Artificial intelligence and democratic legitimacy. The problem of publicity in public authority

Beckman, Ludvig , Jebari, Karim & Jonas Hultin Rosenberg | 2022

AI & Society

Abstract

Machine learning algorithms (ML) are increasingly used to support decision-making in the exercise of public authority. Here, we argue that an important consideration has been overlooked in previous discussions: whether the use of ML undermines the democratic legitimacy of public institutions.

From the perspective of democratic legitimacy, it is not enough that ML contributes to efficiency and accuracy in the exercise of public authority, which has so far been the focus in the scholarly literature engaging with these developments.
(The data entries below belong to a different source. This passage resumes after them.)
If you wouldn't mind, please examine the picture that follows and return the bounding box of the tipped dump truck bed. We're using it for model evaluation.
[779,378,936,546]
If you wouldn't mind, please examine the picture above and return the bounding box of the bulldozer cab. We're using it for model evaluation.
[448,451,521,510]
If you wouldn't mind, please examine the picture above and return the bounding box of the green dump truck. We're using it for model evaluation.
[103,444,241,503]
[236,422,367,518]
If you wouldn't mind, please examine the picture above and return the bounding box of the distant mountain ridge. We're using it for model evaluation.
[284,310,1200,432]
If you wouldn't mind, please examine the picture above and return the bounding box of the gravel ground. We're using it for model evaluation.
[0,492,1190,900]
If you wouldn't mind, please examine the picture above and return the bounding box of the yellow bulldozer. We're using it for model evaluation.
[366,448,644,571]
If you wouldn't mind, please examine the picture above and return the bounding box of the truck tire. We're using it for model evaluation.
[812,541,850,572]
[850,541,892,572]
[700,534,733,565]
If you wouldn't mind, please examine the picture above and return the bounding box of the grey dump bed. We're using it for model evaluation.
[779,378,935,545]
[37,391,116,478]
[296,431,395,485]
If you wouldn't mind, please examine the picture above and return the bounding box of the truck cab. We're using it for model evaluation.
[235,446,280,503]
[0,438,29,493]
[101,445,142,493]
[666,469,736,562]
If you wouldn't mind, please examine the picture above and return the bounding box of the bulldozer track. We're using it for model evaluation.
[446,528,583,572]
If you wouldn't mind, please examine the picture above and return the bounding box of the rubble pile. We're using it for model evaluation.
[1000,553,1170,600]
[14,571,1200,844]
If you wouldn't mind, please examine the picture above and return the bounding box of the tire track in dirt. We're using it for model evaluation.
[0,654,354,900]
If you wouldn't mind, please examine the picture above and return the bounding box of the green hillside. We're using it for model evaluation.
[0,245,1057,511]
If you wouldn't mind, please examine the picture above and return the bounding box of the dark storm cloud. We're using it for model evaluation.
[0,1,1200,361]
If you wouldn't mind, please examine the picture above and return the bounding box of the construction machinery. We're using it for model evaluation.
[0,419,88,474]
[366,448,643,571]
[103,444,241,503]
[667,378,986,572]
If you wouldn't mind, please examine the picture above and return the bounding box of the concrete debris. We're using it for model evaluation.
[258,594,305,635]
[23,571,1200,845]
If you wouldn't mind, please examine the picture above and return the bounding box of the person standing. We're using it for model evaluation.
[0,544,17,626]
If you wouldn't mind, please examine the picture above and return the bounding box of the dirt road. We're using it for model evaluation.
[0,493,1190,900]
According to one influential theory, exercises of administrative and judicial authority are democratically legitimate if and only if administrative and judicial decisions serve the ends of the democratic law maker, are based on reasons that align with these ends and are accessible to the public. These requirements are not satisfied by decisions determined through ML since such decisions are determined by statistical operations that are opaque in several respects. However, not all ML-based decision support systems pose the same risk, and we argue that a considered judgment on the democratic legitimacy of ML in exercises of public authority need take the complexity of the issue into account.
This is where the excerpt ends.